Implementing Logistic Regression on MNIST dataset from scratch
Implement and train a logistic regression model from scratch in Python on the MNIST dataset (no PyTorch). The logistic regression model should be trained on the Training Set using stochastic gradient descent. It should achieve 90-93% accuracy on the Test Set.
- Logistic Regression
- SGD with momentum
- Learning Rate Decaying
We put the pictures of the mathematical equations and symbols in the algorithm here due to GitHub's incompatibility with math expressions. The raw LaTeX expression is included in ./math_raw.md.

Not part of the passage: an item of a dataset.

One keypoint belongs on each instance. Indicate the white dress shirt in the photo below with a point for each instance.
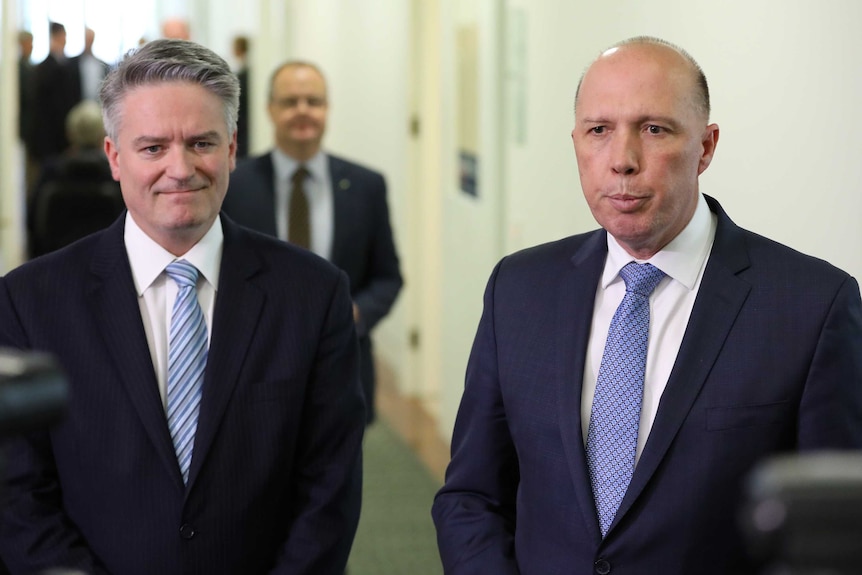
(683, 261)
(156, 292)
(318, 188)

The model and main function is included in the script file logistic_regression.py. The outputs text are stored in ./logs/ as .log files, and the plots for the loss trend and accuracy trend are stored in ./assets/. All the hyperparameters are stored in ./configs/ as .json files. Example: config_sample.json
{
"num_epoches" : 15,
"batch_size" : 10,
"learning_rate" : 0.0025,
"learning_decay" : 0,
"decay_factor" : 0.75,
"momentum" : 0,
"mu" : 0.9
}Note that we implemented available options of learning decay and SGD with momentum.
In the code, I first loaded the MNIST data, and then set the random seed. After initializing the parameters, I trained the model using mini-batch stochastic gradient descent. If needed, learning decay (decay the learning rate by the decay factor when the test accuracy declines or increases by less than 0.1%) and SGD with momentum.
SGD with Momentum:
if bool(hyp['momentum']) == True:
w_velocity = mu * w_velocity + learning_rate * dw
b_velocity = mu * b_velocity + learning_rate * db
param['w'] -= w_velocity
param['b'] -= b_velocityLearning Decay:
if bool(hyp['learning_decay']) == True:
try:
if test_accu_list[-1] - test_accu_list[-2] < 0.001:
learning_rate *= hyp['decay_factor']
except:
passFor each epoch, we evaluate the loss and accuracy.
The training results of 4 configurations are shown as follows.
Comments:
- Config_sample: The accuracy drops after epoch 6 .
- Config_1: By increasing the batch size and decreasing the learning rate, the convergence rate decreases because of fewer descent iterations.
- Config_2: Adding momentum allows the model to converge faster.
- Config_3: Allowing learning decay prevents the accuracy from dropping dramatically.